Quattro giovani in carcere dopo mesi di assalti ai passeggeri, è caccia al quinto complice: decisive le immagini delle telecamere e le indagini incrociate di polizia e carabinieri.
Milano – è stata eseguita un’ordinanza di custodia cautelare in carcere emessa dal giudice per le Indagini Preliminari presso il tribunale, su richiesta della locale Procura della Repubblica, nei confronti di quattro cittadini egiziani, di età compresa tra i 20 e 22 anni, ritenuti responsabili, a vario titolo e in concorso tra loro, di una serie di rapine aggravate commesse a Milano nell’ambito della rete del trasporto pubblico metropolitano tra i mesi di marzo e settembre 2025. L’attività si inserisce in un quadro investigativo articolato e complesso che ha visto la stretta sinergia tra la polizia di Stato e l’Arma dei Carabinieri.
Le misure restrittive scaturiscono da più informative di reato depositate presso la Procura della Repubblica dalla Squadra Mobile, dal Commissariato Garibaldi Venezia e dalla Compagnia carabinieri Milano Duomo. L’attività investigativa ha consentito di individuare un gruppo di giovani stabilmente dediti alla commissione di reati predatori, soprattutto rapine aggravate, caratterizzate da modalità operative analoghe, ai danni dei passeggeri di mezzi pubblici, evidenziando sistematicità delle condotte e la pericolosità sociale degli indagati.
Determinante, ai fini dell’identificazione dei presunti responsabili, è stata l’attenta analisi dei sistemi di videosorveglianza urbana presenti nei mezzi di trasporto, i cui filmati sono stati analizzati fino all’individuazione dei responsabili, con un elevato grado di attendibilità circa le condotte contestate agli stessi.
All’esito dell’attività, gli agenti del Commissariato Garibaldi Venezia hanno arrestato un cittadino egiziano di 21 anni e un suo connazionale 20enne, quest’ultimo presente sul territorio nazionale senza fissa dimora.

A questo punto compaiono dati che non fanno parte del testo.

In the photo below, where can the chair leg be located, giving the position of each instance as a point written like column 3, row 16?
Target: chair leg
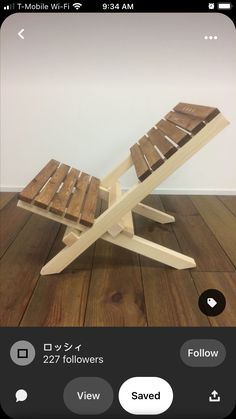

È stato, inoltre, arrestato dalla Compagnia carabinieri Milano Duomo un altro cittadino egiziano 20enne, anch’egli senza fissa dimora, mentre un altro connazionale di 22 anni, privo di stabile dimora, è stato rintracciato e arrestato dalla Squadra Mobile di La Spezia nell’ambito delle attività coordinate dalla Squadra Mobile di Milano.
Tutti gli arrestati risultano gravati da più precedenti penali e di polizia per reati contro il patrimonio, circostanza che evidenzia ulteriormente la continuità delinquenziale del gruppo e la reiterazione delle condotte criminose. Un quinto giovane, destinatario della misura cautelare, risulta allo stato irreperibile ed è attivamente ricercato.